Your organization can provide guidelines about which merge method to favor, depending on the situation. It can also configure a remote repository to enforce the use of a specific method for merging change requests.
The advantage of using Merge is that it preserves the full history. On the other hand, the target branch keeps an extraneous merge commit every time you need to incorporate changes. This is not only true when merging a change request into a target branch, but also vice-versa, every time you update your own branch with new commits from the target branch. On very active projects, this can quickly pollute the history and make it harder to understand this history.
Using Squash and Merge is especially interesting when merging a branch that contains a lot of commits. However, these commits will not be available on the target branch, as they will be squashed into one single commit. This means that you cannot later port some commits to another branch, unless you have kept the original source branch around. It is basically all or nothing. Also, using Squash and Merge is not suited for regularly aligning branches, as it does not create any link between these branches.
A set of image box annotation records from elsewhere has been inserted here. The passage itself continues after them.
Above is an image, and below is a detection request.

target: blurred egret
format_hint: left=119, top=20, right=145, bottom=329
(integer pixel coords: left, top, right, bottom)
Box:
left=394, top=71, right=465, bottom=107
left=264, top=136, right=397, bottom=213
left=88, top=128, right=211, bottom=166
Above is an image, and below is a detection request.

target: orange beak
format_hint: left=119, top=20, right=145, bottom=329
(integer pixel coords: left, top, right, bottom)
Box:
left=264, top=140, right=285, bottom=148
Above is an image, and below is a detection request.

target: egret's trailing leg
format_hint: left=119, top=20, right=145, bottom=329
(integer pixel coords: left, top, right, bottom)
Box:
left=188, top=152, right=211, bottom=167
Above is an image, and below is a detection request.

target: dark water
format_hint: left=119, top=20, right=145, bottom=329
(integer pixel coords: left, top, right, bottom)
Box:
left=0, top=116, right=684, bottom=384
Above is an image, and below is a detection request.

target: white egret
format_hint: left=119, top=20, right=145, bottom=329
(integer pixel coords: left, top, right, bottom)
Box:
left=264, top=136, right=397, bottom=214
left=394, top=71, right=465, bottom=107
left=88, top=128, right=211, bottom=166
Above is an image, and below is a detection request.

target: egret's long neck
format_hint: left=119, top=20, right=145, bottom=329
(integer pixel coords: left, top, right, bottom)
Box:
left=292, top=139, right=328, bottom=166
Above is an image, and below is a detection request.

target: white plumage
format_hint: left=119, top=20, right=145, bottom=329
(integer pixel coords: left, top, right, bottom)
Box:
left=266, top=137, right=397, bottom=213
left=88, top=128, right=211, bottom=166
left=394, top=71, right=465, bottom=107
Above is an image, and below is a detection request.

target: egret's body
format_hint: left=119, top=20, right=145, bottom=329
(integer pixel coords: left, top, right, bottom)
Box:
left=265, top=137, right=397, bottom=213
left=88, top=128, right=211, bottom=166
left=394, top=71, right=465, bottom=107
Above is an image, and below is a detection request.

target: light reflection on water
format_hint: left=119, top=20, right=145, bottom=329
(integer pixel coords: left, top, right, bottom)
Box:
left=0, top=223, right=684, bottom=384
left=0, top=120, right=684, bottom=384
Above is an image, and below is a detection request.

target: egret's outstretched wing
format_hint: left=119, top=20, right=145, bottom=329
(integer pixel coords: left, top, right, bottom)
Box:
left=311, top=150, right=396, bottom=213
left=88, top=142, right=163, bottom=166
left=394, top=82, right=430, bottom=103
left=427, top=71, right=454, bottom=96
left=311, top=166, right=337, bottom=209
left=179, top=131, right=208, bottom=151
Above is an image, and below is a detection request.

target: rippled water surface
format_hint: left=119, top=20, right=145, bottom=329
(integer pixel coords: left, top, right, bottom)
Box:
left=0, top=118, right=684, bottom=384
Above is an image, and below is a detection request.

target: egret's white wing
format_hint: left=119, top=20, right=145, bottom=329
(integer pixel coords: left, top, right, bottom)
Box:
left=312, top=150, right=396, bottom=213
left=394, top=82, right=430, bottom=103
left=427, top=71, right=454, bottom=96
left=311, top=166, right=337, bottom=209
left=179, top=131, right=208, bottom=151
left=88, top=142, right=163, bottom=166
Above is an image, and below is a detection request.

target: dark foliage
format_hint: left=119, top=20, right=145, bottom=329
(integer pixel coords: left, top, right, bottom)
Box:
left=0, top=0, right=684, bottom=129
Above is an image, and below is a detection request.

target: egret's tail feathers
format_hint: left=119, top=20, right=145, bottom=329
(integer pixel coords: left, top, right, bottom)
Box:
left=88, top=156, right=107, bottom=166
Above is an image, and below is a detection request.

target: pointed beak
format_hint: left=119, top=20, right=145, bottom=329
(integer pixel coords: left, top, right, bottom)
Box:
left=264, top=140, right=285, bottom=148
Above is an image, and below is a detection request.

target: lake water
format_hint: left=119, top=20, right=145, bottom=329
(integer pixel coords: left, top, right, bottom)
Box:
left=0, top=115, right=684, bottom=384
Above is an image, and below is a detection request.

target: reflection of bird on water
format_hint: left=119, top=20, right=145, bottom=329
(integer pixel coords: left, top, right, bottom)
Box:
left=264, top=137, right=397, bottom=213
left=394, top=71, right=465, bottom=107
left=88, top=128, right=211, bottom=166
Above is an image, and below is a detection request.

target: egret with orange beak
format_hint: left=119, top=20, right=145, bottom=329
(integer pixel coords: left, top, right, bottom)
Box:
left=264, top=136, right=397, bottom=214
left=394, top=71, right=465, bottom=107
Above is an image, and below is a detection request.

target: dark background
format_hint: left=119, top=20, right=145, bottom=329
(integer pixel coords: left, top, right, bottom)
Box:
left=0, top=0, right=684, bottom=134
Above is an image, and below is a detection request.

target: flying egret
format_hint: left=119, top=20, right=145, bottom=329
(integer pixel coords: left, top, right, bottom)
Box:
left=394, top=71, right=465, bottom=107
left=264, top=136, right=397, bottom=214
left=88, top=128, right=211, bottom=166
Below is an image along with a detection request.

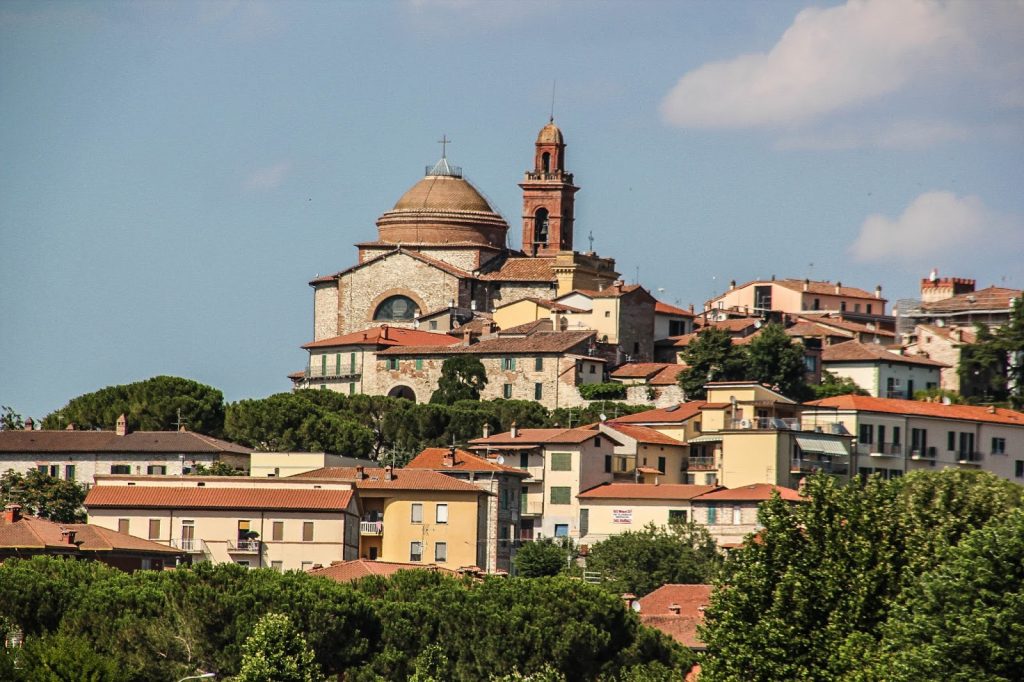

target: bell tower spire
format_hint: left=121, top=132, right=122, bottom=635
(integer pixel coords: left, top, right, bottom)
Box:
left=519, top=120, right=580, bottom=256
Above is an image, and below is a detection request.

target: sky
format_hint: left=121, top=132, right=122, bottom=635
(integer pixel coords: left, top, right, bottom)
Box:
left=0, top=0, right=1024, bottom=419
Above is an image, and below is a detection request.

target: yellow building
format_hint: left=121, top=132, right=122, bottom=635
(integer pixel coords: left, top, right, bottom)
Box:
left=286, top=467, right=489, bottom=570
left=85, top=476, right=359, bottom=570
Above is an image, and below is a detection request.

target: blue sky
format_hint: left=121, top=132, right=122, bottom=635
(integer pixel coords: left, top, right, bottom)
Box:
left=0, top=0, right=1024, bottom=417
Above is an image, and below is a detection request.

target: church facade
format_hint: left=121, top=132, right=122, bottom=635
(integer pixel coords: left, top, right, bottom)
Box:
left=309, top=122, right=618, bottom=343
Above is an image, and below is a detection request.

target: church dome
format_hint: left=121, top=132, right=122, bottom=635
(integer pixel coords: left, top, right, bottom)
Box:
left=377, top=159, right=509, bottom=248
left=537, top=121, right=565, bottom=144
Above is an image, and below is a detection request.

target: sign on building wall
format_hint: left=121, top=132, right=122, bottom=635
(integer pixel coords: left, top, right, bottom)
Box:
left=611, top=509, right=633, bottom=523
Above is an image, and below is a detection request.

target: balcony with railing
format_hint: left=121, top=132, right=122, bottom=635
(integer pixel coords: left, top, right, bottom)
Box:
left=359, top=521, right=384, bottom=536
left=227, top=540, right=263, bottom=554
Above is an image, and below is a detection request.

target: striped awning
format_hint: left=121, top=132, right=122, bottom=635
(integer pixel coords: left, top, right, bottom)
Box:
left=797, top=434, right=850, bottom=457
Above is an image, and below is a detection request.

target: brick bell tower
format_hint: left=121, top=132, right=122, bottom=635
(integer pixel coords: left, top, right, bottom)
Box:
left=519, top=119, right=580, bottom=256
Using Rebase creates a clean, linear history that is easy to understand, while preserving individual commits. However, it needs to rewrite the history, creating brand new commits from the original ones. This frequently leads to the need to perform repetitive actions (like fixing the same conflicts again and again), or risky operations (like force push). Rebasing does not play well with change requests.
We favor the use of Merge, as it is the safest method. On very active projects, you may prefer using Squash and Merge for merging change requests.
Close a change request (without merging it)
If the reviewer (or the author) doesn't want a change request to be merged, it can be closed. The changes that it contains will not be integrated into the target branch.
- select "Close";
- provide a comment (optional);
- click on the "Submit" button.
Assign yourself to a change request
Generally, reviewers do not need to assign themselves to a request in order to review it. But there might be a desire to be notified of any adjustment, feedback and comment made to the request, or just so to see it in the list "Assigned to me".
You can access the list of change requests that are assigned to you from the left menu, through Check pull requests > Assigned to me.
You can unassign yourself from a change request by clicking on the cross icon next to your name in the list of assignees.